Lo asombroso era que también Taishokaht lo sabía. Los treinta y dos dedos de sus dos pies desnudos le decían exactamente lo mismo que le estaban diciendo al Akjai. Nunca había observado que ningún oankali hiciera esto allá en casa. Desde luego, él nunca lo había hecho con su muy humano pie de cinco dedos.
Ya no tenía miedo.
Sin importar lo muy unido que estuviera a los dos ooloi, aún era consciente de sí mismo. También era consciente de ellos, de sus cuerpos y de sus sensaciones. Pero, de algún modo, ellos aún eran ellos, y él era él. Se sentía como si fuese una mente incorpórea, flotante, como las almas de las que hablaban en sus iglesias algunos resistentes, como si estuviese mirando desde algún ángulo imposible y viéndolo todo, incluido su propio cuerpo que ahora estaba recostado contra el Akjai. Trató de mover su mano izquierda, y la vio moverse. Trató de mover uno de los miembros del Akjai, y en cuanto comprendió sus nervios y musculatura, el miembro se movió.

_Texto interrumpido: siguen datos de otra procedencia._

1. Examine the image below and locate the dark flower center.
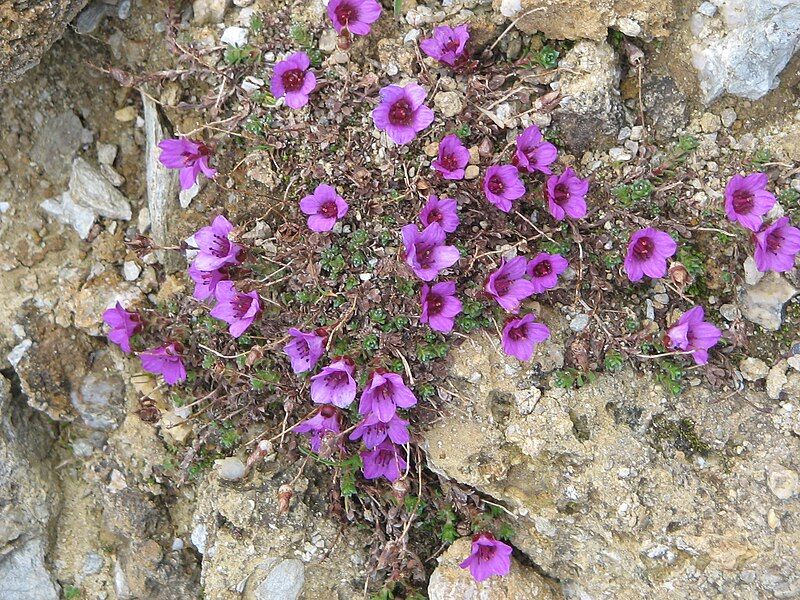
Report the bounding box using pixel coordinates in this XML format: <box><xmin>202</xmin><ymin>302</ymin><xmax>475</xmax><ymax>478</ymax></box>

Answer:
<box><xmin>533</xmin><ymin>260</ymin><xmax>553</xmax><ymax>277</ymax></box>
<box><xmin>553</xmin><ymin>183</ymin><xmax>569</xmax><ymax>206</ymax></box>
<box><xmin>428</xmin><ymin>294</ymin><xmax>444</xmax><ymax>316</ymax></box>
<box><xmin>488</xmin><ymin>175</ymin><xmax>506</xmax><ymax>195</ymax></box>
<box><xmin>319</xmin><ymin>200</ymin><xmax>339</xmax><ymax>219</ymax></box>
<box><xmin>633</xmin><ymin>237</ymin><xmax>656</xmax><ymax>260</ymax></box>
<box><xmin>334</xmin><ymin>2</ymin><xmax>358</xmax><ymax>25</ymax></box>
<box><xmin>281</xmin><ymin>69</ymin><xmax>306</xmax><ymax>92</ymax></box>
<box><xmin>389</xmin><ymin>98</ymin><xmax>414</xmax><ymax>125</ymax></box>
<box><xmin>733</xmin><ymin>190</ymin><xmax>755</xmax><ymax>214</ymax></box>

—¿Lo ves? —le dijo el Akjai, con sus toques extrañamente parecidos a como si fuera el mismo Akin tocándose su propia piel—. La gente no se pierde. Y tú puedes hacerlo.
Podía. Examinó el cuerpo de Akjai, comparándolo con el de Taishokaht y el suyo propio.
—¿Cómo puede la gente Dinso y Toaht abandonar unos cuerpos tan fuertes y versátiles para comerciar con los humanos? —preguntó.
Ambos ooloi parecieron divertidos.
—Sólo preguntas eso porque no conoces tu propio potencial —dijo el Akjai—. Ahora te mostraré la estructura de un tilio. Tú ni siquiera lo conoces de un modo tan completo como le es posible conocerlo a un niño. Cuando lo comprendas, te mostraré las cosas que pueden ir mal en él y lo que tú puedes hacer al respecto.